De ce constat découle sa première invention : utiliser la technique du jeu. Dans cette activité spontanée de tous les enfants Melanie Klein voit un équivalent du rêve, et donc une voie d’accès à l’inconscient. En favorisant l’expression fantasmatique de l’enfant, le jeu offre un matériel clinique qui peut alors faire l’objet d’interprétations de la part de l’analyste. L’interprétation peut et doit, selon Melanie Klein, soulager les angoisses, améliorer les relations de l’enfant avec son entourage et produire de nouvelles associations, engageant de la sorte un vrai processus psychanalytique.

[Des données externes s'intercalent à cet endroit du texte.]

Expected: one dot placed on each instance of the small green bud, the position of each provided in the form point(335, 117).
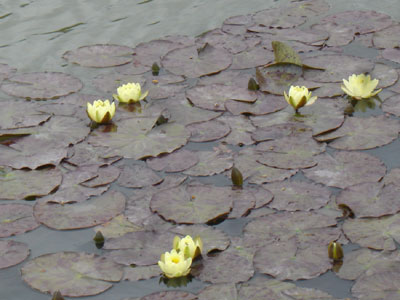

L’auteure montre par ailleurs que le complexe d’œdipe et le surmoi apparaissent dès le début de la vie psychique, c’est-à-dire bien plus tôt que ne le pensait Freud. L’enfant est soumis à un surmoi plus féroce que celui de l’adulte. Par conséquent, le renforcer, comme le pense Anna Freud, est pour Melanie Klein une erreur : il faut au contraire l’adoucir et bannir toute approche à dimension éducative. L’interprétation du transfert négatif offre une meilleure voie d’accès au sadisme qui marque fortement l’univers fantasmatique du jeune enfant.

Melanie Klein insiste sur le fait que l’enfant n’amène pas dans la séance ses parents réels, mais les imagos parentales : « L’analyse de très jeunes enfants m’a montré qu’un enfant de trois ans a déjà traversé la partie la plus importante du développement de son complexe d’œdipe. Par conséquent, le refoulement et la culpabilité l’ont déjà considérablement éloigné des objets qu’il a désirés à l’origine. Ses rapports à ces objets ont subi des modifications et des déformations, de telle sorte que les objets d’amours actuels sont des imagos des objets primitifs. » Dans le jeu l’enfant invente divers personnages et met en scène à travers eux ses imagos. En acceptant d’endosser les rôles hostiles et en interprétant les imagos anxiogènes liées au surmoi précoce et archaïque, l’analyste permet un accès à la diminution du conflit intrapsychique : ce dernier se déplace vers le monde extérieur, la personnification constitue une première forme de sublimation.

Melanie Klein, montre enfin, à travers l’exemple du jeune Dick, comment l’analyse des phases précoces de la formation du surmoi, grâce au jeu, dessine des perspectives de traitement de la psychose. 

L’intérêt de ce livre dépasse largement la question des analyses d’enfants puisque les principaux concepts kleiniens (position dépressive, mécanismes schizo-paranoïdes, identification projective, interprétation du transfert négatif, importance accordée aux angoisses précoces) y sont présents et illustrés par des exemples cliniques.